Problems in maternal healthcare during COVID-19
Different methods are being used to tackle the pandemic around the world. The responses show that, despite current evidence and WHO guidelines, in a crisis, structural violations of women’s rights may quickly become the norm, justified as necessary to contain the epidemic. Some of these include:
- Women being denied the right to a companion during labour and birth, as well as visitors;
- Women increasingly being subjected to (forced) inductions and caesarean sections with no obstetric indication;
- Women being separated from their infants;
- Maternity services de-prioritised with regards to adequate staffing, personal protective equipment for staff and other resources;
- Closing of community and out of hospital maternity services (birth centres and home birth);
- Decades-long practices of centralising maternity care in hospitals resulting in a situation where healthy women must give birth in institutions also caring for COVID-19 patients and raise their own risk of infection.
Women’s rights in childbirth
Many of these practices may amount to violence against women and are at tension with a range of rights, including the right to be free from torture, inhuman and degrading treatment, the right to private life and the right to non-discrimination.

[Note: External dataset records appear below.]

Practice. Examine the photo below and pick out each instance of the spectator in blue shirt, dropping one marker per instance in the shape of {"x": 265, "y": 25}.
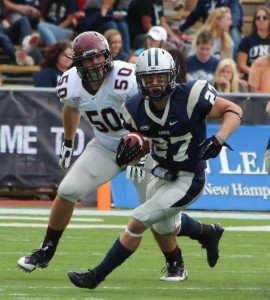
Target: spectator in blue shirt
{"x": 56, "y": 21}
{"x": 114, "y": 38}
{"x": 201, "y": 64}
{"x": 57, "y": 60}
{"x": 205, "y": 7}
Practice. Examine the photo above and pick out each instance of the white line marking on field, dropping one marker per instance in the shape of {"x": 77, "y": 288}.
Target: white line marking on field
{"x": 81, "y": 226}
{"x": 113, "y": 226}
{"x": 128, "y": 212}
{"x": 46, "y": 219}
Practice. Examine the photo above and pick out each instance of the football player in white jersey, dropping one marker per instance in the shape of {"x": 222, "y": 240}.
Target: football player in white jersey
{"x": 96, "y": 88}
{"x": 174, "y": 116}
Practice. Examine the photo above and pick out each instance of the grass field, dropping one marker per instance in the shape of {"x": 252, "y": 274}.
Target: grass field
{"x": 243, "y": 271}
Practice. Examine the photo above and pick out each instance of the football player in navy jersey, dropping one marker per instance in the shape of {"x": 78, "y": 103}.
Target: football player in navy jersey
{"x": 95, "y": 88}
{"x": 174, "y": 117}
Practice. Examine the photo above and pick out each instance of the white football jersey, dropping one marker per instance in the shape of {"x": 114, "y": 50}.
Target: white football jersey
{"x": 102, "y": 110}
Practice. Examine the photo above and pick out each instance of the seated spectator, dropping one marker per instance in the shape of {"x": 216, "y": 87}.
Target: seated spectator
{"x": 202, "y": 65}
{"x": 56, "y": 21}
{"x": 226, "y": 79}
{"x": 142, "y": 15}
{"x": 218, "y": 24}
{"x": 259, "y": 74}
{"x": 57, "y": 60}
{"x": 15, "y": 9}
{"x": 204, "y": 8}
{"x": 19, "y": 32}
{"x": 181, "y": 64}
{"x": 255, "y": 44}
{"x": 114, "y": 39}
{"x": 156, "y": 37}
{"x": 102, "y": 15}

Although temporary restrictions to certain rights and freedoms are allowed under international human rights law it is essential that these measures have a legal basis, are proportionate, necessary and non-discriminatory and are designed to minimise interference with human rights. Many of the measures that are being adopted in maternal healthcare settings do not live up to these requirements. Besides the fact that little or no evidence has been provided for the effectiveness of these measures (and the WHO has advised against them), a number of other countries have shown that less invasive responses are possible. The Netherlands, for example, has converted hotels near obstetric units into popup birth centres, and in New Zealand women who are asymptomatic are still able to choose their place of birth. In France, women can have a birth companion who is asymptomatic and whose movement within facilities is restricted to lower the chances for disease transmission.
Systemic discrimination
The UN Special Rapporteur on Violence against Women (UN SR-VAW) recognises that mistreatment and violence against women during childbirth occurs in the wider context of structural inequality, discrimination and patriarchy. Harmful gender stereotypes in the reproductive health context, ideas about ‘women’s natural role in society and motherhood’ and the belief that childbirth is an event that requires suffering on the part of the woman are being used to limit autonomy and agency. These gendered beliefs, coupled with the power imbalance that exists between healthcare providers and pregnant women (particularly apparent in instances in which providers abuse the doctrine of medical necessity in order to justify mistreatment and abuse during childbirth) require us to be highly critical of harmful short-term remedies in the context of maternal healthcare and make it necessary to search for more proportional alternatives.
Final remarks
The COVID-19 pandemic requires a swift global response to contain the virus’ spread and protect the life and health of others. But this does not mean that states can use any means to achieve this. UN human rights experts have called upon states to maintain a human rights-based approach to regulating the COVID-19 outbreak and have held that the pandemic should not be used as an excuse to target the rights of particular groups, minorities or individuals, nor should it be used as cover for repressive action under the guise of protecting health.
We should be wary of any use of the pandemic to institutionalise harmful practices in maternal healthcare and ensure that hardwon rights in childbirth are not needlessly overrun.